Crying at the pedestrian crossing
It has just started to spit rain when I see the fox.
It is twisted away from me, hind legs crossed like a ribbon, its moistening body tucked between the pole of a traffic light and a wedge-shaped concrete barrier. Within view is a slice of its upturned face, oily with blood, a bright circle looping its open mouth like a planet’s rings.
The light winks green, and red, and green again, a slot machine for walking. A little earthquake flings droplets from the roof of my rain-jacket, and I realise I’ve dipped my head down to cry.
Foxes are a pest in Australia. They invaded this land alongside the people who brought them and have spread across the landmass, extinguishing native species and causing irreversible havoc. Not only is fox hunting legal in all states, but baiting and violence is encouraged. I’ve always found it curious the firm consensus among Australians that these animals absolutely do not belong here, but the people who brought them unequivocally do.
Back at the pedestrian crossing, questions come like push-notifications. Where did this fox come from? How did it make it to a busy intersection? Was it moved to this undignified clearing, or did it crawl there for safety as it choked on its own guts? And why am I crying?

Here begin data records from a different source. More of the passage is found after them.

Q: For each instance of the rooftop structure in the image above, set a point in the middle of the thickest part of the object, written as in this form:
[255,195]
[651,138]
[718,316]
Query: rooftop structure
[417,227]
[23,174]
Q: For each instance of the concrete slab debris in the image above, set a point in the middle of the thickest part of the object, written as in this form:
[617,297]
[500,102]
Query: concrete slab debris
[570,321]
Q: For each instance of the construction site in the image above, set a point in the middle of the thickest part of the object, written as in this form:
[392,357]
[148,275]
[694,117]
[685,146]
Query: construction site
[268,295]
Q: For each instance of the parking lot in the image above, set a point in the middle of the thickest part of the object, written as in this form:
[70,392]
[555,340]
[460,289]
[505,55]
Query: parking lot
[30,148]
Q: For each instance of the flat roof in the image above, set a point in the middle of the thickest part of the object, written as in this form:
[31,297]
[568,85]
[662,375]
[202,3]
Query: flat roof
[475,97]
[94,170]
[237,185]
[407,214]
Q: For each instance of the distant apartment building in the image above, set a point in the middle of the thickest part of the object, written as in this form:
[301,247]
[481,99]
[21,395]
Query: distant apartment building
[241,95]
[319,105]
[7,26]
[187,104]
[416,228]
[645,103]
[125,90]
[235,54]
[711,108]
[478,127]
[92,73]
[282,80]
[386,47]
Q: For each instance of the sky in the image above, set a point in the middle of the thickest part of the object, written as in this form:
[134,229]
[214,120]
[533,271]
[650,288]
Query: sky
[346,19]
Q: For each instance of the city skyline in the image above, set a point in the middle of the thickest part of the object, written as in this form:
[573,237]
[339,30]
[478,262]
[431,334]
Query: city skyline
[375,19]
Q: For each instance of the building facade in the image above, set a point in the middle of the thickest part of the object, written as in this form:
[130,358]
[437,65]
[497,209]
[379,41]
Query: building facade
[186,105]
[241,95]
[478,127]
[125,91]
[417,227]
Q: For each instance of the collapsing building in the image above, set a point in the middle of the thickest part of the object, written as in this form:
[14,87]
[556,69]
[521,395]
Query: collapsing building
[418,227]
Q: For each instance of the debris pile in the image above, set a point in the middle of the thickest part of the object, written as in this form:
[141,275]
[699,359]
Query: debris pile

Unlike the descendants of the people who claimed this country for their own, the Australian fox has no concept of its history. It does not understand that its fore-foxes crept out across an old-but-new land and made a clumsy home out of a place they might not have otherwise opted for. This fox knows only what it has been shown, what the foxes before it adapted to. It paws into an unaccommodating dirt, skewers unfamiliar critters to feed its young, and tries to make it work, tries to secure its own survival. It tries to slot into the ecosystem because that’s the only choice it can make, and we hate it, we loathe it for trying.
I am not crying because I have romanticised the plight of the white man's fox. I am crying because I am sad, and it’s the divine right of the sad to be self-involved and insert themselves into whatever feels tragic around them. I am crying because in this moment, a tote bag of groceries slung across my weary side, I feel like I am this fox - trying to make a home here, trying to make do, constantly swallowing the feeling that I am butting against a choice made for me a generation ago, to be in this place, to mould my surroundings into a house I can live in.
I have written so much in this newsletter about belonging (or not) to a place that it has become insular and repetitive. Blah blah, my parents are immigrants. I swing from wondering if my home is abroad, to contemplating a home here, to deciding home is an unworkable construct altogether. The answer is that there is no answer. Home is solid for some, elusive for others. My sense of home, for whatever host of reasons, came out of me like a baby tooth, and nothing grew in its place. Any bid to remake an alternative returns an error message. 404: home not found (does not exist, dummy).
The light winks green again and I walk. I don't look back. The evenings are arriving earlier, and not long after I make it to the apartment I've been housesitting, night comes down like a guillotine. The red and green birds that fly right up to the balcony and demand feeding scream at me from the window, which surprises me - I've never seen them come at night before. I try to coax one to eat out of my hand, but she nicks my finger as if to say no, weirdo, and I accept her dismay. I look out to the vista I have of the headland, watch the ocean gurgle. The line of cars that snakes through the road below me is thinning, lights fanning on to guide people back to, or away from their homes. There’s that pesky home again.
My phone buzzes and it’s my sister sending me photos of my nephew’s first trip to daycare. They’ve made him pose with a comically large backpack on, so big that his doughy knees are buckling and his dad has to hold him up like a marionette. I laugh, because it's impossible not to, and then I cry again. Big, burly sobs. I love him so much. I never thought I would love a child like this.
There are days like today, where the fact that I belong to this place feels like a throat I never manage to clear, an exam I haven't studied for. But as I laugh again at this little boy, resplendent and giddy, I wonder if maybe there's a place for me here yet still. Maybe the only home I'll ever need is wherever he will be.




Really beautiful. I remember how in love I was with my nephew when he was born. It is the best.